Andrelline was reaching for Jade's hand when she saw a man stride past. He was tall and white, almost WASPy, with thin black hair, attractive in a lanky sort of way. His cheeks were gaunt and angular. His eyes were piercing blue. He walked with a stride that felt dangerous somehow, the stride of a secret agent or a government spy, but nervous like maybe he was new to the job.

The man held her stare, then glanced at the boarded window across the street.

She felt a power then—pure, something almost sexual. She smelled jungle. He kept striding past her, and she saw him as a panther with fur black and sleek, and fangs as white as pain. She could tame him, though, she felt it. The idea froze her. An ad for soap stopped in mid-flow, replaced with something in leather.

Jersey Jones smiled, but kept walking. It was the woman from this morning. The longing in her eyes told him her story. She was locked into a life by her happen-stance, a victim of her own timidity. She had probably never made a decision for herself in her whole life. Women were all like that—they pushed and shoved, but at their hearts they were all built for the government feed. They wanted a man to tell them what to do.

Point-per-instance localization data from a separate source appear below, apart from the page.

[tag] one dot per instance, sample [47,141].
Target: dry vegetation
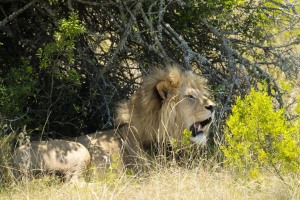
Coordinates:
[161,183]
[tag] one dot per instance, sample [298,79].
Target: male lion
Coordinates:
[168,102]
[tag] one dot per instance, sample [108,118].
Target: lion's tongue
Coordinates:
[198,127]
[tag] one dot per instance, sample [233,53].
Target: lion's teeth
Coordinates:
[198,127]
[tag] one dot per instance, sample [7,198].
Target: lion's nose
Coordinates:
[211,107]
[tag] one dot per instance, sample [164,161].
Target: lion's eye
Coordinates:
[190,96]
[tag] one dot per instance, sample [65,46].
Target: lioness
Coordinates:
[168,102]
[66,158]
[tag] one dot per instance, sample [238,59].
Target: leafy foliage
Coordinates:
[86,56]
[260,138]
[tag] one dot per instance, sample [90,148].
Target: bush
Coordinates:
[259,138]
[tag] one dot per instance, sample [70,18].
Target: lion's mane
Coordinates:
[151,111]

He glanced at her over his shoulder as he crossed the street and saw he had called it right.

This woman would be different from Canada Doering, though. This woman was normal, a family girl, a housewife. She might despise herself forever, but she wasn't broken. She wouldn't go crazy and throw herself out the window.

He slid the handheld unit back into his pocket and entered his apartment building, thinking about the changes he would make to his push device, and wondering if he could find this woman from across the street. He stepped into the elevator, already seeing code structures he needed to modify.

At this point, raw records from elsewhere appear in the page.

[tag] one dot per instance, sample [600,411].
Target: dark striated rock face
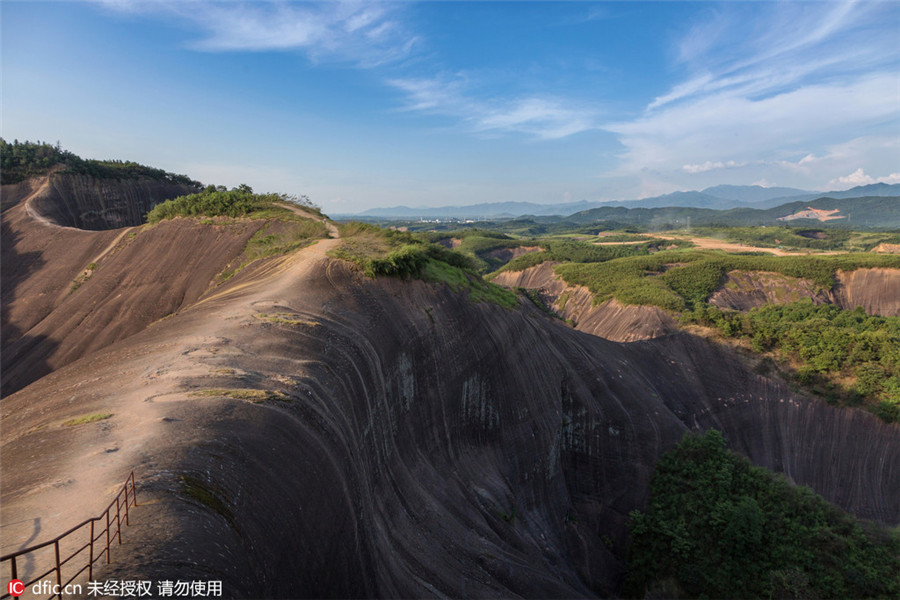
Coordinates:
[430,446]
[877,291]
[87,203]
[610,320]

George woke with a start. The car's compartment was stale and warm, as if its oxygen had gone flat. He saw the glance exchanged between the woman and the man, the man's eyes turning toward the plywood window. His brain came to instant alert. He saw the woman's expression, and the way she smoothed her hands down her pant legs after the man crossed the street, before she took her daughters' hands in hers. The man slipped a device into his pocket, and smiled with such wickedness that George nearly pissed his goddamned pants.

It had to be Jersey Jones. It had to be.

The woman led her kids into her apartment building, hesitating for one last glance at the boarded window. George ground his teeth together and felt the sudden urge to hold his gun.

The code blocks were all there, optical, aural, auditory. He couldn't do full touch now because it was too complex, but he had bits of taste coded and he could send some sensation. Muscular control seemed workable. He needed to know more about her, though. The more he knew, the better the mapping would be. Maybe that was the problem last night. He thought he had learned enough about Canada Doering to make it all fine. It wasn't like she hid much. But maybe he needed more. Or maybe the bitch lied. They did that.